More support for patients with learning disabilities at NNUH
A second full time Learning Disability Liaison Nurse has been appointed to help patients with learning disabilities and/or autism at the Norfolk and Norwich University Hospital (NNUH).
Tara Webster, a qualified Learning Disability Nurse, has joined NNUH on a two-year contract funded by the Norwich and District branch of Mencap, the leading charity for people with learning disabilities.
Tara joins Tristan Johnson, Learning Disability Liaison Nurse at NNUH, and will work clinically with in-patients and out-patients every day, ensuring staff are given advice and support so that reasonable adjustments can be made for patients with learning disabilities and/or autism. There is a legal requirement for reasonable adjustments to be made, and at NNUH these include:
Ensuring a learning disability risk assessment is completed for each patient on admission
Using a hospital communication booklet so that patients with learning disabilities and/or autism can communicate with doctors and nurses
Using electronic alerts on patient records
Providing extra support for patients and their carers, for example, by providing an extra member of staff or flexible visiting for carers
Tristan Johnson said: This role will make a huge difference to patients both on the wards and at out-patient appointments, and will be a great boost for staff who will have more support to guide them on how to care for this vulnerable group of patients.
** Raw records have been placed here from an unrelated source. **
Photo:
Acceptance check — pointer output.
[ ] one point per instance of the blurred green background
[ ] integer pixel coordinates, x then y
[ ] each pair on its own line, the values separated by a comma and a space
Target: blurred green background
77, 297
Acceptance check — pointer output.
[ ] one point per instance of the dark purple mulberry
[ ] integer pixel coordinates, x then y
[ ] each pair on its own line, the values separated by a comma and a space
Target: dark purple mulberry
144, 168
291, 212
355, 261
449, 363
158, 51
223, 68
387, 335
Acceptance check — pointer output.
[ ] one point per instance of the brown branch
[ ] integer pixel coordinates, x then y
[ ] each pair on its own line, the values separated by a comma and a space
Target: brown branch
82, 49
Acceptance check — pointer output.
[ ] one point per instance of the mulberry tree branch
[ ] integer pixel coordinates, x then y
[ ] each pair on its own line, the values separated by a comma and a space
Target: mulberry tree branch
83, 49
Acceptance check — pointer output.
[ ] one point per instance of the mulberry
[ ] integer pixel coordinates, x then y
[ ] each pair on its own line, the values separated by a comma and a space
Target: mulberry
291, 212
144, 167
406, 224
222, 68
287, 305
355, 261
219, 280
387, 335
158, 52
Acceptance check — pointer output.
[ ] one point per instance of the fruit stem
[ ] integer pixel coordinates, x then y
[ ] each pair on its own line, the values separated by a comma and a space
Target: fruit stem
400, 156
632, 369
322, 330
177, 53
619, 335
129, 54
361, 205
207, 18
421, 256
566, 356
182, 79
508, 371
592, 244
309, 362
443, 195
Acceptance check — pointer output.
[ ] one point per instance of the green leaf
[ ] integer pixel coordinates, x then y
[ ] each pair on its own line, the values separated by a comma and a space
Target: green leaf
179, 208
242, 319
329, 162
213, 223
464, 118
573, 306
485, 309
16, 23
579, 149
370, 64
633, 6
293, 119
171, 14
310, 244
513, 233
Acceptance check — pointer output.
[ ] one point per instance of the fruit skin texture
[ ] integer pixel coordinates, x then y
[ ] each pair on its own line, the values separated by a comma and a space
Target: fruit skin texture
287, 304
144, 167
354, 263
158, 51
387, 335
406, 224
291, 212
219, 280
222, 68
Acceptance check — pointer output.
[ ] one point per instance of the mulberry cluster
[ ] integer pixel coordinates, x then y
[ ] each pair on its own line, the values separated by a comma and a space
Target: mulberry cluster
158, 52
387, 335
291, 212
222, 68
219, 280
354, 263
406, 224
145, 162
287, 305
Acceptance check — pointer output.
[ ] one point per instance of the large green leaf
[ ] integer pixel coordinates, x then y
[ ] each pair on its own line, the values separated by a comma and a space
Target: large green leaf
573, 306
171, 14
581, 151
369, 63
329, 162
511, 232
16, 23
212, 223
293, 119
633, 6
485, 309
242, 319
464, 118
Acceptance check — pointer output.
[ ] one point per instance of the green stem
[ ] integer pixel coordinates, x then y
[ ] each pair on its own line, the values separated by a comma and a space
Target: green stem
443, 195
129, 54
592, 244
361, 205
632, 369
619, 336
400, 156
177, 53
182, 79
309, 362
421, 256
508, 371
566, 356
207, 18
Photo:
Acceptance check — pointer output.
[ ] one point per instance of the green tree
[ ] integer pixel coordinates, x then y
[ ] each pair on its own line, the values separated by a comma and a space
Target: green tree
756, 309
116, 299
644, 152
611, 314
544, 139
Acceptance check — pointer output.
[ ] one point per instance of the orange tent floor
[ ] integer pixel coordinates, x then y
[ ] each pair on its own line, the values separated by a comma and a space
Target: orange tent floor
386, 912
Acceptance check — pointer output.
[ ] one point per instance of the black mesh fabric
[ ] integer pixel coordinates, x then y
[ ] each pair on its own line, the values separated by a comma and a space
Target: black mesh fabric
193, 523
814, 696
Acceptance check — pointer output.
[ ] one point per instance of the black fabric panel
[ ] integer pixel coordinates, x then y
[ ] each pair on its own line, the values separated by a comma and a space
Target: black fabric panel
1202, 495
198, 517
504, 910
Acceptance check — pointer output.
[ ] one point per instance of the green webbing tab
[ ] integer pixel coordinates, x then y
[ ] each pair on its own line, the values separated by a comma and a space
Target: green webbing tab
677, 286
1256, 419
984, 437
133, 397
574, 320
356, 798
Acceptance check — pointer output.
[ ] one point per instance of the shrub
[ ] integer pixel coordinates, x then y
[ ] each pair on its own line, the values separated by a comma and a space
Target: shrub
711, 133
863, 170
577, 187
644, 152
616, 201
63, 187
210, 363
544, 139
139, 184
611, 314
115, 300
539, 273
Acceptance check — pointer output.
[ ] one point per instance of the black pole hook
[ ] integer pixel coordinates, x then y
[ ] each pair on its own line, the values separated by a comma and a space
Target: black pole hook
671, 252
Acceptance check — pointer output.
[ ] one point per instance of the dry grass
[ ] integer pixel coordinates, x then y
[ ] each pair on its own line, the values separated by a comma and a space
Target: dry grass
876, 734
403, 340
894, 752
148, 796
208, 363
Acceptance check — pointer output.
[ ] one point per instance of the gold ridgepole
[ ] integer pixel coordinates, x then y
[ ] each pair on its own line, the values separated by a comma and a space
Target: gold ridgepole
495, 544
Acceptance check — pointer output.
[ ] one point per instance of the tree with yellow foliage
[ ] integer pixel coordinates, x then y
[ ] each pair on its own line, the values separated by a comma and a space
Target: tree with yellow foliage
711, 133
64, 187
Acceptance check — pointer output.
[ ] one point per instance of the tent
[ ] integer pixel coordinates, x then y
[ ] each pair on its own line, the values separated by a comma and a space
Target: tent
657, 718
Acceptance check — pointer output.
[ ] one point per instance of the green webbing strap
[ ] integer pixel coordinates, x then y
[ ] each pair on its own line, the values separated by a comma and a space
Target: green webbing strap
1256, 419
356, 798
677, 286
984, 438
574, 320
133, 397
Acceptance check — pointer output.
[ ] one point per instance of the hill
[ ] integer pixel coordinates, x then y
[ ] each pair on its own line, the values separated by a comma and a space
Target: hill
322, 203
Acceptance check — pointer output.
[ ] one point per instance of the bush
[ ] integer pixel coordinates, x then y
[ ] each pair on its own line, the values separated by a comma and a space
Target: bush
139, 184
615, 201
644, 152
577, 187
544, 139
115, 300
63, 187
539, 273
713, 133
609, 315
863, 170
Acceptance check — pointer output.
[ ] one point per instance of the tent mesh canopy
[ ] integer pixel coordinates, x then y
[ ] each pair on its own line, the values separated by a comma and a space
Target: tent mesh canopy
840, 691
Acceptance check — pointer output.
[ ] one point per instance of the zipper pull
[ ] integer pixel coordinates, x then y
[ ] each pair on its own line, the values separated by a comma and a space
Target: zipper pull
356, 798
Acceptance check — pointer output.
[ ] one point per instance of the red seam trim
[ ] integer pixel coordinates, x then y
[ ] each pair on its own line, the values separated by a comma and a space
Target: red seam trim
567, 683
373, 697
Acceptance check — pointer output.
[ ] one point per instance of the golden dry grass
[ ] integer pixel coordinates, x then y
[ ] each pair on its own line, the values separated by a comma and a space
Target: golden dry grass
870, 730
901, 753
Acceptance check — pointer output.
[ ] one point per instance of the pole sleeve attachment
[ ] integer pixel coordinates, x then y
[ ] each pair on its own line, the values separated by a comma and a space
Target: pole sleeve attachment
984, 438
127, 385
Tara Webster said: I am really excited to have joined the NNUH Learning Disability Team and to be given the opportunity to make a difference to the care of people with learning disabilities in hospital.
Jim Gook, Former Chairman of Norwich and District Mencap, said: The trustees were really pleased to be able to financially support this post, which will help the team at the NNUH develop this service further and to reassure carers and parents of all individuals with a learning disability.
Emma McKay, Director of Nursing, said: Its fantastic to have Tara on board to help us build on the work already taking place, to ensure patients with learning disabilities and/or autism have good health outcomes and to make their hospital experience as good as possible.”